I’m still on the fence about the batty head of BBC talk shows, Alan Dick (Jason Thorpe), who unsettles the staff of the chat show Friday Night, Saturday Morning, seeming to not know how to do anything right in the department, conjuring up way-out ideas, and basically being a poster child for sexual harassment and lawsuits, if 1979 was the time for that to happen. At first, I think Michael Scott (Steve Carrell) on The Office might have gotten along well with Alan, but no. I think even Scott has certain standards he wouldn’t abandon. Now, David Brent (Ricky Gervais) on the original The Office! He and Alan would be like brothers separated at birth, or that they had always known each other and been the best of friends.

Holy Flying Circus is the Airplane! of satire, pinpointing so well the silliness of it all, throwing out jokes as fast as Airplane! did, and the ones that don’t stick are still somewhat funny, which are very few. You end up watching this take on the Monty Python troupe in awe, how closely they mimic their voices. I have the Blu-ray/DVD edition in front of me, and I still think that somehow, Eric Idle found a procedure that lets him temporarily revert to his younger self in order to play him. That’s how incredible Steve Punt is at this, how much he obviously studied Idle, and the same goes for Darren Boyd as John Cleese, Thomas Fisher as Graham Chapman with his ever-present pipe, and Phil Nichol as Terry Gilliam. Charles Edwards also has the same effect on me as Punt does. And listening to Boyd, you might think that Cleese himself performed his own voice in post-production, but amazingly, no. That’s all Boyd. I’m still amazed.

You’re going to laugh throughout Holy Flying Circus. There’s no debate about that, not through the satires of the protestors, or the occasional slapstick, or the throw-away jokes, or those lines that make you think, “They got it right! That’s exactly what those horrible people are like!” How often you laugh depends entirely on your feelings about this subject matter, but even so, there will be something that gets you going, at risk of never stopping, including yet another dead-on satire (no surprise there) of dream sequences in movies, and quite possibly the most outlandish fantasy sequence you’ll ever see. Is this review a satire of all those other reviews that say “this is the most……you’ll ever see?” I’m not that good. I’m merely a worshipper of what I had apparently been waiting so long to see in a comedy, to actually laugh throughout and not just sit through a comedy waiting and waiting for the laughs to come. Too many comedies these days that say they’re comedies try too hard to be comedies and then produce nothing you can turn blue at from laughing so hard. Holy Flying Circus delivers on that and throws in a lot extra because you’ve been so nice just to see what this lightning-strike group has come up with and made work.
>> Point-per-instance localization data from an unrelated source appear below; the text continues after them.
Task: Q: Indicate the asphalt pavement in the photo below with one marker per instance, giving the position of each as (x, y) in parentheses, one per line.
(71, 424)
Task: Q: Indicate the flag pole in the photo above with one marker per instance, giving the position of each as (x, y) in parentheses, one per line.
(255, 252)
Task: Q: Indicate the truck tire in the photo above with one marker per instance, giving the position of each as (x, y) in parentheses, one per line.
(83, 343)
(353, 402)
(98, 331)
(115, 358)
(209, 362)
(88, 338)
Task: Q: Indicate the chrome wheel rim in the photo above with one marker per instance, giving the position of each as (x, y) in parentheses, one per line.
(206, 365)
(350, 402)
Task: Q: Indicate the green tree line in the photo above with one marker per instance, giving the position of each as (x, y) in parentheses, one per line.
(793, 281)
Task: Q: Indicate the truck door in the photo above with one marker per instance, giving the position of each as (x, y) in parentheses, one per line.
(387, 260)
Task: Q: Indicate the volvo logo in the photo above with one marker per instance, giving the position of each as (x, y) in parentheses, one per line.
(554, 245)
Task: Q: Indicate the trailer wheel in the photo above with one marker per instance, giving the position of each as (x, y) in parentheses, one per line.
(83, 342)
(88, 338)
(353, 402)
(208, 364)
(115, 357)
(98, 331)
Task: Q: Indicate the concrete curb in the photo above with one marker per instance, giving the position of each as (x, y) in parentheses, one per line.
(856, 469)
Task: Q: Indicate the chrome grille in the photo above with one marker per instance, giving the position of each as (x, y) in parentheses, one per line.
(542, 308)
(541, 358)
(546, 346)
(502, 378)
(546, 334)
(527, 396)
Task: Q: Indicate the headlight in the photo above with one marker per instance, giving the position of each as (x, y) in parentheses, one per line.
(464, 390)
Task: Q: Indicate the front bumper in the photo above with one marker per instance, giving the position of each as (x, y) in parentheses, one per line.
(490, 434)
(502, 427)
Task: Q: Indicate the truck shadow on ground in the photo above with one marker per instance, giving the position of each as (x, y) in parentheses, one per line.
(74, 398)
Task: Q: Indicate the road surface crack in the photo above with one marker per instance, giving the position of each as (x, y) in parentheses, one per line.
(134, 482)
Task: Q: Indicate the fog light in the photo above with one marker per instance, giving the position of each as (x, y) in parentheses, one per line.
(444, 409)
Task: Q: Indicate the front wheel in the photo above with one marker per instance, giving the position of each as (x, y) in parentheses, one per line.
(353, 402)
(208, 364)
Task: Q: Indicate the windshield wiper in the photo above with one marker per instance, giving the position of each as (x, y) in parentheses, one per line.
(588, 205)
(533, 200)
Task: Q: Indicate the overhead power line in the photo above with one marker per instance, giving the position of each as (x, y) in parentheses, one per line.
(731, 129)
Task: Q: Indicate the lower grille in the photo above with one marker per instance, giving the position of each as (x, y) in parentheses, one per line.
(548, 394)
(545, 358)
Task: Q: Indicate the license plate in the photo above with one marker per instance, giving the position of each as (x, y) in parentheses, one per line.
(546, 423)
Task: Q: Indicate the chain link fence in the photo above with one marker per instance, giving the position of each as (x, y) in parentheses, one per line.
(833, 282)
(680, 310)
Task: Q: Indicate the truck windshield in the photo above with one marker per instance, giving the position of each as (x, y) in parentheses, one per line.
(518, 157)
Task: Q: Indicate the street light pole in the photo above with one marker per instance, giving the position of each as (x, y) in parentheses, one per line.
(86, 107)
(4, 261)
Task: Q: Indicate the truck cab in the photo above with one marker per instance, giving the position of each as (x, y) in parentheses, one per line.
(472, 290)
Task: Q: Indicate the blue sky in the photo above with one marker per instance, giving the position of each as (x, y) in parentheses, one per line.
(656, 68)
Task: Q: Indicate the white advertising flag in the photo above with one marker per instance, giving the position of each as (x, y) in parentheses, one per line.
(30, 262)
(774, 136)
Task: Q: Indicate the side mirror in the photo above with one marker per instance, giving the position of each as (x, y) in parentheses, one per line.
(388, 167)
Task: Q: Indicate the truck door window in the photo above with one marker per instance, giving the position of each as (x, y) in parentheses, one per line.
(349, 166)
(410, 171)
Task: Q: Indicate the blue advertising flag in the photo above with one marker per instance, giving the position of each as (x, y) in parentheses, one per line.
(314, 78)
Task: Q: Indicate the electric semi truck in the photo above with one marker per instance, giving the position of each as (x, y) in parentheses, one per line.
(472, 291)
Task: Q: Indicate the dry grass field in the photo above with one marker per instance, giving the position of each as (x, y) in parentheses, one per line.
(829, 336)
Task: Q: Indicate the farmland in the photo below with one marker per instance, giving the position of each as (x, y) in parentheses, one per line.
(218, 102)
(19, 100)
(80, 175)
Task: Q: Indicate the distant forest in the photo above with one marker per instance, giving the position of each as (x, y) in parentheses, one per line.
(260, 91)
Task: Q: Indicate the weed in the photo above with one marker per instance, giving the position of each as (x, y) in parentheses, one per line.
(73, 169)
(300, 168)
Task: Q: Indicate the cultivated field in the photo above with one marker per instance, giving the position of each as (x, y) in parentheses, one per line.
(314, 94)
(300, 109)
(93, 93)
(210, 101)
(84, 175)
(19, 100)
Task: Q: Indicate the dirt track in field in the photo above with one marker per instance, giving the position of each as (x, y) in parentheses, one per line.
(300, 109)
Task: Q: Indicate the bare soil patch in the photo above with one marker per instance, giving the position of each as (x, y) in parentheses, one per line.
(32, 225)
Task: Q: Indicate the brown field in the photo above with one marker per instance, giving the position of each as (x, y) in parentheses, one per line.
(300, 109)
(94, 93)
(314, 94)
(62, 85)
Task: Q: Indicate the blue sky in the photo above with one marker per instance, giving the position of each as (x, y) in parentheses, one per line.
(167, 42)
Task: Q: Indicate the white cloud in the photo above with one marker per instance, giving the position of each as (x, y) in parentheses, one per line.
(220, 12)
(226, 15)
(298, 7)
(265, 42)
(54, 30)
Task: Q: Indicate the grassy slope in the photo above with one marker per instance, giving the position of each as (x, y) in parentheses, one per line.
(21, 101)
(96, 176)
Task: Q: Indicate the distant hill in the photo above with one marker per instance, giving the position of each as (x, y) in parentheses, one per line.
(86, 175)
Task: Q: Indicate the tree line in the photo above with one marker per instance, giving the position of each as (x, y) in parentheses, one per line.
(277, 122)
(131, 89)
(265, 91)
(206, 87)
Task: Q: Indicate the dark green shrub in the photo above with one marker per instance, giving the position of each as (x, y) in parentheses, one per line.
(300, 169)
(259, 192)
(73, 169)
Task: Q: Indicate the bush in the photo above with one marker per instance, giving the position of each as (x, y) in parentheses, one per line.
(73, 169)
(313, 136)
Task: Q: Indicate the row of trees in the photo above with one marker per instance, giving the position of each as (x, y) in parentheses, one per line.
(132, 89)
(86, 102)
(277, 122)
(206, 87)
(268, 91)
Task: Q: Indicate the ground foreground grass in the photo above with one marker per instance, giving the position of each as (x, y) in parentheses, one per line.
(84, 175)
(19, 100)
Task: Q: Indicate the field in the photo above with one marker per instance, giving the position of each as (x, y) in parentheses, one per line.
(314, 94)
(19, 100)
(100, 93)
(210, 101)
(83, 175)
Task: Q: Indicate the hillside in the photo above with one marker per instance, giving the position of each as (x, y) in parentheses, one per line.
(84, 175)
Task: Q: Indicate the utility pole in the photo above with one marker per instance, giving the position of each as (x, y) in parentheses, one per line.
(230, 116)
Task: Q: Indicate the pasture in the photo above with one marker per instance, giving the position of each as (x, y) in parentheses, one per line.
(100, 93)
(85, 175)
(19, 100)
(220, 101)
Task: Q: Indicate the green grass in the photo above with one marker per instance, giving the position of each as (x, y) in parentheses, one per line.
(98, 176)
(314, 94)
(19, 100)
In this Blu-ray/DVD set from Acorn Media, there are three deleted scenes, one of which is an alternate opening; 19 minutes of outtakes, some of which are as funny as the actual movie; “The Making of the Holy Flying Circus Phonotrope,” which shows the construction of the revolving animation that you see at the beginning (the detail that goes into it is awe-inspiring); and 30 production stills, including four stills of Stephen Fry as God during production, which makes up for having to wait for him until nearly the end.
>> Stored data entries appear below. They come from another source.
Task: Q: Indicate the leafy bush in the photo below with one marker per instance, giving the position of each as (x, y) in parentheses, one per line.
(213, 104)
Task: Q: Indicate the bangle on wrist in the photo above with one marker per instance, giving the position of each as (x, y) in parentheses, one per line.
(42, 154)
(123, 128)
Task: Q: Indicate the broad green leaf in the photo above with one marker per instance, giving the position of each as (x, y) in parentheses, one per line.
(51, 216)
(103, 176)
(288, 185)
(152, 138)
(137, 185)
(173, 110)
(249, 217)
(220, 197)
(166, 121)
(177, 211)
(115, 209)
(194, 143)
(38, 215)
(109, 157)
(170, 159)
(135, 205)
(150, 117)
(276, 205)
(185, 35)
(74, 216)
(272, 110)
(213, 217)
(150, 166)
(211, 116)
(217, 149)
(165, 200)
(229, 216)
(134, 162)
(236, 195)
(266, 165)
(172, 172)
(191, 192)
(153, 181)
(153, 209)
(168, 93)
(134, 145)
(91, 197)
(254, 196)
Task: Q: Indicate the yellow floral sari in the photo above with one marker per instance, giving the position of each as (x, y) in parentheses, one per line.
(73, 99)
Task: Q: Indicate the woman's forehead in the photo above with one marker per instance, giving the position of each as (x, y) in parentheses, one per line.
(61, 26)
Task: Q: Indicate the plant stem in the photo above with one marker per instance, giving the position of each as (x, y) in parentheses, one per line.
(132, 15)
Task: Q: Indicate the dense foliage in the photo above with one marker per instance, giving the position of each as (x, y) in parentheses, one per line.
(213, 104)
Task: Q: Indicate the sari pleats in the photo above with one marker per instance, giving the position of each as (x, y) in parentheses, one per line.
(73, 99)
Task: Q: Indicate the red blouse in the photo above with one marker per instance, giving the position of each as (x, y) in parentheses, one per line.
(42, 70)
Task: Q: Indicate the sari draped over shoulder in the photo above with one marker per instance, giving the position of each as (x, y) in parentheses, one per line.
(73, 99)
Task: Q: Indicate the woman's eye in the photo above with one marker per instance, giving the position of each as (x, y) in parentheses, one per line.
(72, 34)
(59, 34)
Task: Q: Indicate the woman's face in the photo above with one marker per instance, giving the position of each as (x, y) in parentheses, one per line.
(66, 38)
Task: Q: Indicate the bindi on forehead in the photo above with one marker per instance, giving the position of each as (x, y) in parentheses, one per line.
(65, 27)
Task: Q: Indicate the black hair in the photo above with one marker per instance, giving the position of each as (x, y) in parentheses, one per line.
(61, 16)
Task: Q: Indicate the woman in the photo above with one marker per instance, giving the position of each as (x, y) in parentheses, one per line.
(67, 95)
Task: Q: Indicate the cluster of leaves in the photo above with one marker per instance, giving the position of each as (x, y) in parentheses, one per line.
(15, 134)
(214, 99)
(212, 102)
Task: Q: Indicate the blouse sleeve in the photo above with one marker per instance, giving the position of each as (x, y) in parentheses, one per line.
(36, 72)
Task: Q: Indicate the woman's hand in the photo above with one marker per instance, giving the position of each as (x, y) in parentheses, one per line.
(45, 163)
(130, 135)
The first time you watch Holy Flying Circus is to experience what has been created by this thoroughly talented, frighteningly intelligent group, and to laugh at jokes you never expected to see. The second time is to laugh at those jokes you loved the first time and to catch what you might have missed when the paramedics showed up to help you breathe again. The third time is to laugh all the way through without stopping, no matter the tense debate between Palin, Cleese, journalist and formerly-good satirist Malcolm Muggeridge, and a bishop. The fourth time is to rewind and rewatch your favorite parts, though I suspect you’ve been doing that already. The 35th time is….wait a minute. You’ve been watching this for an entire month? Twice a week? More?! Well, that’s a little obsessive, don’t you think?